Apa itu kopi kawa daun? Mungkin tidak banyak yang mengenal minuman satu ini, karena memang tidak seterkenal kopi biasa. Tumbuhan kopi dapat dimanfaatkan secara keseluruhan, tidak hanya bijinya saja, tetapi juga daunnya yakni kawa daun.
Budaya menyeduh kopi kawa daun ini umum terjadi di Sumatera Barat, masyarakat mengonsumsi minuman yang mirip dengan teh tersebut. Yuk, kenali lebih jauh tentang Kawa Daun atau yang biasa masyarakat setempat menyebutnya dengan Aia Kawa.
Apa itu Kawa Daun?
Penyebutan nama Kawa Daun oleh masyarakat Sumatera Barat merupakan adaptasi dari kata dalam bahasa Arab yakni “Qahwah”. Kata tersebut memiliki makna kopi. Hingga saat ini, masyarakat masih menggunakan penyebutan itu.
Masyarakat Sumatera Barat menikmati Kopi Kawa secara turun temurun khususnya di berbagai lapisan masyarakat Minangkabau. Biasanya minuman ini disajikan dalam gelas batok kelapa yang disebut dengan sayak dalam bahasa Minang. Kemudian, di gelas diberi tatakan yang terbuat dari bambu.
Budaya minum kopi kawa telah ada bahkan sebelum masa kolonial belanda. Masyarakat meminumnya ketika mengadakan upacara adat. Menariknya, budaya ini masih ada hingga saat ini. Urang Minang biasa menikmatinya bersama dengan makanan khas ranah Minang lainnya.
Sejarah dan Asal Usul Kopi Kawa
Penyebaran kopi di Sumatera Barat sebelum bangsa Eropa melalui pedagang Arab yang singgah di kota tersebut. Inilah yang juga mempengaruhi masyarakat Minangkabau menyebut kopi sebagai “kawa” yang berasal bahasa Arab “Qahwah”.
Penyebutan tersebut mengikuti dialek masyarakat sekitar kawa daun atau aia kawa. Kebiasaan menyeduh daun ini rupanya juga diadopsi dari pedagang Arab yang suka merebus bahan rempah dan daun.
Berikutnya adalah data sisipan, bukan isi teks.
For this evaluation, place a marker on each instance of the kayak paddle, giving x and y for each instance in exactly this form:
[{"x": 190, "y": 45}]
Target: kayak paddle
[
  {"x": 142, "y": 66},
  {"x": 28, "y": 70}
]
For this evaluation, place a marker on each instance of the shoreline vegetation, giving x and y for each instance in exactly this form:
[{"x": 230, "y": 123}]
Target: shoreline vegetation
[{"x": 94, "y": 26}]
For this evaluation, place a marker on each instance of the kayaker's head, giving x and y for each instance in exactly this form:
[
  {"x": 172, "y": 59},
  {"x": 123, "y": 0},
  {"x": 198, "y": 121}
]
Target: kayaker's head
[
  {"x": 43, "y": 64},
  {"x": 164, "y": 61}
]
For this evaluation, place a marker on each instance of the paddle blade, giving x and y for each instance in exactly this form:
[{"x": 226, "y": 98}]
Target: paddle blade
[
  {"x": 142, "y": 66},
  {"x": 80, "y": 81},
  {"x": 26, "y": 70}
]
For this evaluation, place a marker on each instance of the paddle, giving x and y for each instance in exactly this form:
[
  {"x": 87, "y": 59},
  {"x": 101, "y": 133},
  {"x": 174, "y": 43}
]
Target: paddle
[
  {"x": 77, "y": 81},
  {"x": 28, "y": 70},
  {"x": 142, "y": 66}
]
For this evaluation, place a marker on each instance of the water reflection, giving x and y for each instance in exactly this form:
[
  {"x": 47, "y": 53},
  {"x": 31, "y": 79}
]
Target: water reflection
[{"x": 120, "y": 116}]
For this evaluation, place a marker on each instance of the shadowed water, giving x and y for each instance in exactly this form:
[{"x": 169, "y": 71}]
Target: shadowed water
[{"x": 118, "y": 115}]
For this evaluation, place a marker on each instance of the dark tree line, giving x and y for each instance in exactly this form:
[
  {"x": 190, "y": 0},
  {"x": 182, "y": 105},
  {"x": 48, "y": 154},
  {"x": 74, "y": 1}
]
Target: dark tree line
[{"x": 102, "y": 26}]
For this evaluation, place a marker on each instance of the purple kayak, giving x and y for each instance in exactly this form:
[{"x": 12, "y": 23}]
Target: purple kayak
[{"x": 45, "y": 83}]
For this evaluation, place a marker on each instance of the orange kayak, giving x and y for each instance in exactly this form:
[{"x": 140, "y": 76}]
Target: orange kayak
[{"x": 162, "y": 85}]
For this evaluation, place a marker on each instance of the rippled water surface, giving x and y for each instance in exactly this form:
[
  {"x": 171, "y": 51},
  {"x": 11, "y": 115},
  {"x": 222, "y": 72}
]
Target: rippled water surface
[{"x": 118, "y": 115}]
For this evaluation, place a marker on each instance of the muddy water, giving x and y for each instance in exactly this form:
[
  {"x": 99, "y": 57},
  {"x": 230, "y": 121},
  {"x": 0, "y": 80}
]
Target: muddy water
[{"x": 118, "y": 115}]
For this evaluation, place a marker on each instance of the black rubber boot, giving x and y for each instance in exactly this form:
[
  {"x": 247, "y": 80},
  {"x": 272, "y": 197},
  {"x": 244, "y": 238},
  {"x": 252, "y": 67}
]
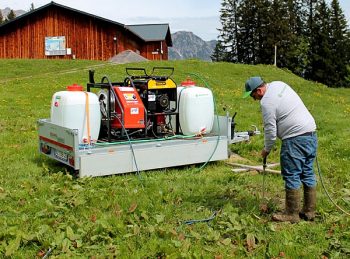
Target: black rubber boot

Akhirnya, dalam masyarakat muncul pemahaman jika menikmati daun kopi seperti teh dapat memberi manfaat lebih banyak dibanding dengan bijinya. Menurut mereka, mengonsumsi rebusan daun kopi dapat meningkatkan stamina bahkan menyegarkan tubuh.
Bagi orang Minang, daun kopi lebih penting daripada buah kopi sendiri. Hal itu, menyebabkan munculnya sebutan Melayu Daun Kopi oleh Belanda. Julukan ini sekaligus ejekan dari mereka karena menurut Belanda biji kopi lebih berharga dibandingkan daunnya.
Daun kopi masyarakat nikmati sendiri, sementara biji kopinya diberikan kepada Belanda. Komoditas kopi sangat laku di pasar dunia, itu yang akhirnya Belanda menerapkan tanam paksa kopi di wilayah Sumatera Barat setelah keberhasilan di Pulau Jawa.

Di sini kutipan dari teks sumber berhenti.